Entretanto, para quem conhece minimamente a história da Maçonaria, torna-se evidente que centenas de anos de atuação em favor da educação, da liberdade de consciência, da filantropia e do desenvolvimento moral não podem ser reduzidos aos atos de um pequeno grupo de pessoas que, segundo a Justiça, desviaram-se completamente desses valores.

A própria sentença demonstra que a Justiça analisou responsabilidades individuais, distinguindo condenações e absolvições conforme as provas apresentadas. (

Esse aspecto merece destaque.

Quando a Justiça individualiza responsabilidades, ela reafirma um princípio essencial do Estado de Direito: cada pessoa responde pelos próprios atos.

O simbolismo maçônico ensina que o verdadeiro trabalho acontece dentro de cada iniciado.

O "forno alquímico" não produz poder, influência ou privilégios.
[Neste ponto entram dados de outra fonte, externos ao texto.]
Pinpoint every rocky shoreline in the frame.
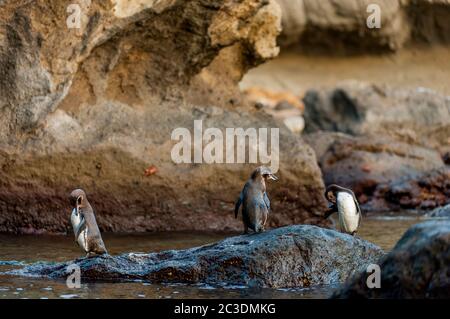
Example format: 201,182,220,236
0,0,450,234
7,220,450,298
11,225,384,288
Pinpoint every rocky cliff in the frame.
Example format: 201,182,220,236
0,0,325,233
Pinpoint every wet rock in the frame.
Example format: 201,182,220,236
12,225,383,288
303,81,450,142
333,220,450,299
305,132,444,203
442,152,450,165
427,204,450,218
304,81,450,211
368,167,450,210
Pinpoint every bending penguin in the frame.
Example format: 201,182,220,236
325,184,362,236
69,189,108,257
234,166,278,234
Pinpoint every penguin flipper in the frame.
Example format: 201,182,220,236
324,205,338,219
351,192,362,228
75,217,86,242
263,192,270,211
234,198,242,218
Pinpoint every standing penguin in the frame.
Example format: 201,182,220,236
234,166,278,234
69,189,108,257
325,184,362,236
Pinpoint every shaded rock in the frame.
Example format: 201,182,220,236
427,204,450,218
305,132,444,203
8,225,383,288
244,87,305,134
333,220,450,299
Produz transformação moral.

Quando alguém utiliza a fraternidade como instrumento para interesses ilícitos, deixa de representar os ideais da Ordem e passa a representar apenas suas próprias escolhas.

Esse talvez seja o maior ensinamento deixado pelo Caso Athanor.

Mais do que um episódio policial, trata-se de um lembrete de que nenhuma organização está imune à ação humana e de que os valores somente permanecem vivos quando são efetivamente praticados.

No fim, a Justiça cumpre seu papel ao responsabilizar indivíduos. Já a Maçonaria cumpre o seu quando continua formando homens comprometidos com a ética, a verdade e a construção de uma sociedade mais justa.

Porque símbolos podem ser momentaneamente manchados pelas ações humanas, mas seus verdadeiros significados sobrevivem quando permanecem sustentados pela prática dos seus princípios.